Attempted to follow the guide here (Autoscale based on metrics · Fly Docs) for scaling based on metrics. But when I deploy the image I just get the following error:
{"level":"ERROR","msg":"metrics collection failed","app":"snoculars","err":"collect metric (\"qdepth\"): empty prometheus result"}
Here is my Fly config:
app = "snoculars-autoscaler"
[build]
image = "flyio/fly-autoscaler:0.3.1"
[env]
FAS_PROMETHEUS_ADDRESS = "https://api.fly.io/prometheus/snoculars-inc"

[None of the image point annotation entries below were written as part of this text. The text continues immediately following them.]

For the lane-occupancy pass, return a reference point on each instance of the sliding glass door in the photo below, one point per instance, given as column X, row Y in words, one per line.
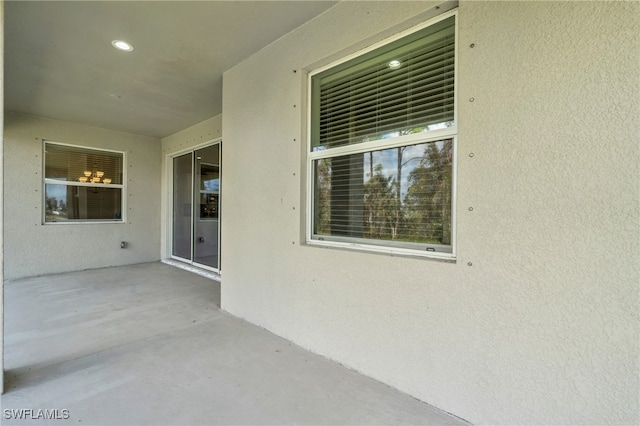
column 196, row 207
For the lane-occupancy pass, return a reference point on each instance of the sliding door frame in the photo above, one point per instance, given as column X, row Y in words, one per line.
column 168, row 246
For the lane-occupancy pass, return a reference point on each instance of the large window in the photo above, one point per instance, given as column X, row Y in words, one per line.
column 382, row 146
column 82, row 184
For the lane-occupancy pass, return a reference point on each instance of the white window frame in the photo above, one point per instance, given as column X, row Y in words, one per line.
column 385, row 247
column 122, row 187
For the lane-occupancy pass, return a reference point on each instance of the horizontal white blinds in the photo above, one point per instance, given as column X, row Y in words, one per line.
column 366, row 99
column 68, row 163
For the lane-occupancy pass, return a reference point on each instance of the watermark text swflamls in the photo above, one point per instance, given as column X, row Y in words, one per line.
column 39, row 414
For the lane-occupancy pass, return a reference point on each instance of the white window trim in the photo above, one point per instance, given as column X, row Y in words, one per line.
column 45, row 181
column 425, row 137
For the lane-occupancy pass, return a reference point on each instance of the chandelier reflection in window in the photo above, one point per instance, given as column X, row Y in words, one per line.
column 94, row 176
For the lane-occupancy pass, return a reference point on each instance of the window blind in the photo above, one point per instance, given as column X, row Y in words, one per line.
column 367, row 99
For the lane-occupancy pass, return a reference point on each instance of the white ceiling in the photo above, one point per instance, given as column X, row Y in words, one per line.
column 59, row 62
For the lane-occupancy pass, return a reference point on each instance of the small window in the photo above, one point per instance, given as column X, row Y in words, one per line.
column 82, row 184
column 382, row 146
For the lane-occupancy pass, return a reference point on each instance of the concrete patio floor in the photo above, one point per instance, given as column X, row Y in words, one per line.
column 148, row 344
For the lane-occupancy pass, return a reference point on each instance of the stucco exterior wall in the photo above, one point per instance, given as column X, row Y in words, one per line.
column 537, row 320
column 33, row 248
column 184, row 140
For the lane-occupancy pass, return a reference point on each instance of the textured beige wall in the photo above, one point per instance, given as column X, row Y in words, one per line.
column 201, row 133
column 543, row 327
column 33, row 248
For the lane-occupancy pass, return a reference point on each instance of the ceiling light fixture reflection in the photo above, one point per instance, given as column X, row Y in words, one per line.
column 122, row 45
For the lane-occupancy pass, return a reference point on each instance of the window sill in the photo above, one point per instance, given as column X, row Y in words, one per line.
column 392, row 252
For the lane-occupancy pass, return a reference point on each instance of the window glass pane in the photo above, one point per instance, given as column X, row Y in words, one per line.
column 398, row 195
column 71, row 202
column 72, row 164
column 403, row 88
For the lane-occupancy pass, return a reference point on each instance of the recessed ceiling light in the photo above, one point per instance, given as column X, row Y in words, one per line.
column 122, row 45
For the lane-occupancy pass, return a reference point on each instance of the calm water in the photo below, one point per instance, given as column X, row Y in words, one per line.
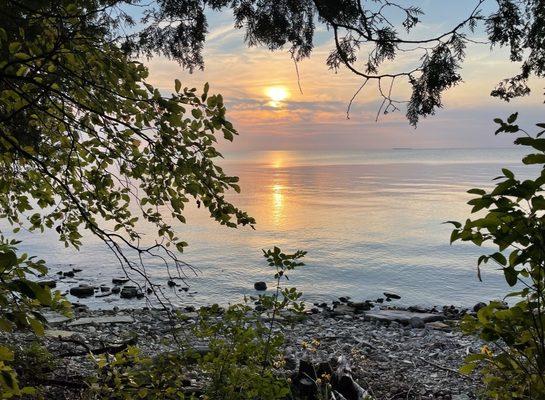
column 370, row 221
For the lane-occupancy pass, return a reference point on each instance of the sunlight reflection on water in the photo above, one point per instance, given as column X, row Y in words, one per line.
column 370, row 221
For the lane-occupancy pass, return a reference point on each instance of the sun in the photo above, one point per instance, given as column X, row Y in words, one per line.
column 277, row 93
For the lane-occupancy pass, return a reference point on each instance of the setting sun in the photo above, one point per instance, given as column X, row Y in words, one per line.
column 277, row 93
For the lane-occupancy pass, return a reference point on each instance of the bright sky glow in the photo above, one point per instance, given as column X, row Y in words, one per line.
column 263, row 99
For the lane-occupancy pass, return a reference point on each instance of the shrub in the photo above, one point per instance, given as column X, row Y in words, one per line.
column 243, row 358
column 513, row 220
column 21, row 301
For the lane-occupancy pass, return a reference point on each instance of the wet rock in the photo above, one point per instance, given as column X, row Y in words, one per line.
column 417, row 322
column 478, row 306
column 438, row 326
column 82, row 291
column 116, row 319
column 54, row 333
column 128, row 292
column 401, row 316
column 47, row 283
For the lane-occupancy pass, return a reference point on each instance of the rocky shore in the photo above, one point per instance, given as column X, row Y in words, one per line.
column 391, row 353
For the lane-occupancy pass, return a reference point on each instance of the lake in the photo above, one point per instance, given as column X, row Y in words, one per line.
column 371, row 221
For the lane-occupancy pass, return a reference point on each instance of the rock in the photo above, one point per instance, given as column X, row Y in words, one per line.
column 441, row 326
column 49, row 283
column 116, row 319
column 360, row 306
column 54, row 333
column 478, row 306
column 82, row 291
column 417, row 322
column 54, row 318
column 306, row 370
column 343, row 309
column 401, row 316
column 461, row 396
column 128, row 292
column 120, row 281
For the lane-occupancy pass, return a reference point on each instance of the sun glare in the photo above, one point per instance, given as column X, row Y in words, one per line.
column 277, row 93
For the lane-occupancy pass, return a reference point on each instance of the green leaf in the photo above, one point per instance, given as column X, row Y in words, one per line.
column 511, row 276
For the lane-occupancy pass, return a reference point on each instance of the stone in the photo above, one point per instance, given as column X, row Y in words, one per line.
column 116, row 319
column 417, row 322
column 55, row 333
column 54, row 318
column 49, row 283
column 478, row 306
column 401, row 316
column 343, row 309
column 128, row 292
column 437, row 325
column 82, row 291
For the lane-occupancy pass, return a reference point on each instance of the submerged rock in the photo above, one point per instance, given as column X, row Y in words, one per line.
column 128, row 292
column 402, row 316
column 82, row 291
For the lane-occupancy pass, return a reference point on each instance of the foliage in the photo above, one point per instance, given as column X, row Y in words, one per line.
column 513, row 221
column 21, row 301
column 241, row 361
column 86, row 142
column 244, row 348
column 366, row 34
column 130, row 375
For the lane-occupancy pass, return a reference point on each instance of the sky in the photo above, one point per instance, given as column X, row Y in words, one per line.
column 315, row 119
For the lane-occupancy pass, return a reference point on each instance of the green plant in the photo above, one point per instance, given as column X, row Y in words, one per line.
column 513, row 220
column 245, row 351
column 129, row 375
column 21, row 302
column 242, row 360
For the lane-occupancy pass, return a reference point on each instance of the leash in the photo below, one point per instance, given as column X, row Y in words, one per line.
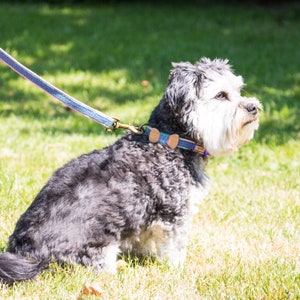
column 110, row 123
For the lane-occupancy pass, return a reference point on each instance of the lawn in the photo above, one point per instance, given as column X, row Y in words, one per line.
column 245, row 240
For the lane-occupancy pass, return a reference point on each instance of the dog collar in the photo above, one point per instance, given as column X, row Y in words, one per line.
column 174, row 141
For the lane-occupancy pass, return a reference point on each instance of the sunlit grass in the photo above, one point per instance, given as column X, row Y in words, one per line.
column 244, row 242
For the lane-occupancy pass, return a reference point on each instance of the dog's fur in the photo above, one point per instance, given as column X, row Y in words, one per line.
column 136, row 195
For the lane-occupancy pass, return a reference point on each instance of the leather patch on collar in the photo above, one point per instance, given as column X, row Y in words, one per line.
column 154, row 135
column 173, row 141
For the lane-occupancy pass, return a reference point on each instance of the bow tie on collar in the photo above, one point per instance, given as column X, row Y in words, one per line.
column 174, row 141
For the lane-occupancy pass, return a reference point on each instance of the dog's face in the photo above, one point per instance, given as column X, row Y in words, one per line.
column 206, row 99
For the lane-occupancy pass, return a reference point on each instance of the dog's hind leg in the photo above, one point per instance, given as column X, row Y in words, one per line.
column 165, row 241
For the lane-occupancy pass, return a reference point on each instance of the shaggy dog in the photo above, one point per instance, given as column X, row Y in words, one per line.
column 138, row 194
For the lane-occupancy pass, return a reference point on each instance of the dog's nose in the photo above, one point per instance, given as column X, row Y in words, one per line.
column 251, row 108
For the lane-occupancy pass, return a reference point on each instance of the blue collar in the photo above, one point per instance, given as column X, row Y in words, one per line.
column 174, row 141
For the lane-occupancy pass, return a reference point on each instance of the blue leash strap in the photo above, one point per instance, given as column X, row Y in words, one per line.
column 69, row 101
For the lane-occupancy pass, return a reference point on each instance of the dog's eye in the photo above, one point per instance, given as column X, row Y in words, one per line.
column 222, row 96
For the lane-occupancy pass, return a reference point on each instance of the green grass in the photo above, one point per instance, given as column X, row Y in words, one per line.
column 245, row 240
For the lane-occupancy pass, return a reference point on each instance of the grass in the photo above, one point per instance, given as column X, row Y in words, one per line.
column 244, row 243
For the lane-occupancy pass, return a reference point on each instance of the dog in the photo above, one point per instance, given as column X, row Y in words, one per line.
column 138, row 194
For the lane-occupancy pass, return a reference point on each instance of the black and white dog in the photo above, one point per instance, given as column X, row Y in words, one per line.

FAS_PROMETHEUS_METRIC_NAME = "qdepth"
FAS_PROMETHEUS_QUERY = "sum(queue_depth{app='$APP_NAME'})"
FAS_ORG = "snoculars-inc"
FAS_APP_NAME = "snoculars"
FAS_CREATED_MACHINE_COUNT = "min(50, qdepth / 2)"
[metrics]
port = 9090
path = "/metrics"
Here are the logs for the machine:
2024-10-17T01:33:10.534 runner[48e2255a197098] ord [info] Machine created and started in 7.487s
2024-10-17T01:33:10.579 app[48e2255a197098] ord [info] 2024/10/17 01:33:10 INFO fly-autoscaler version=v0.3.1 commit=c4cd2cf5680f1a6ae1eb33325a44698336104754
2024-10-17T01:33:10.579 app[48e2255a197098] ord [info] {"level":"INFO","msg":"connected to fly"}
2024-10-17T01:33:10.579 app[48e2255a197098] ord [info] {"level":"INFO","msg":"metrics collectors initialized","n":1}
2024-10-17T01:33:10.579 app[48e2255a197098] ord [info] {"level":"INFO","msg":"reconciler pool initialized, beginning loop","interval":"15s","timeout":"30s","appListRefreshInterval":"1m0s","collectors":1,"created":"min(50, qdepth / 2)","started":""}
2024-10-17T01:33:10.579 app[48e2255a197098] ord [info] {"level":"INFO","msg":"serving metrics","addr":":9090"}
2024-10-17T01:33:10.638 app[48e2255a197098] ord [info] 2024/10/17 01:33:10 INFO SSH listening listen_address=[fdaa:0:2968:a7b:316:919e:d688:2]:22 dns_server=[fdaa::3]:53
2024-10-17T01:33:25.964 app[48e2255a197098] ord [info] {"level":"ERROR","msg":"metrics collection failed","app":"snoculars","err":"collect metric (\"qdepth\"): empty prometheus result"}
2024-10-17T01:33:41.707 app[48e2255a197098] ord [info] {"level":"ERROR","msg":"metrics collection failed","app":"snoculars","err":"collect metric (\"qdepth\"): empty prometheus result"}
Is the guide up to date? Has anything changed? I want to scale based on CPU/memory usage… so not sure if this is the correct way to do it?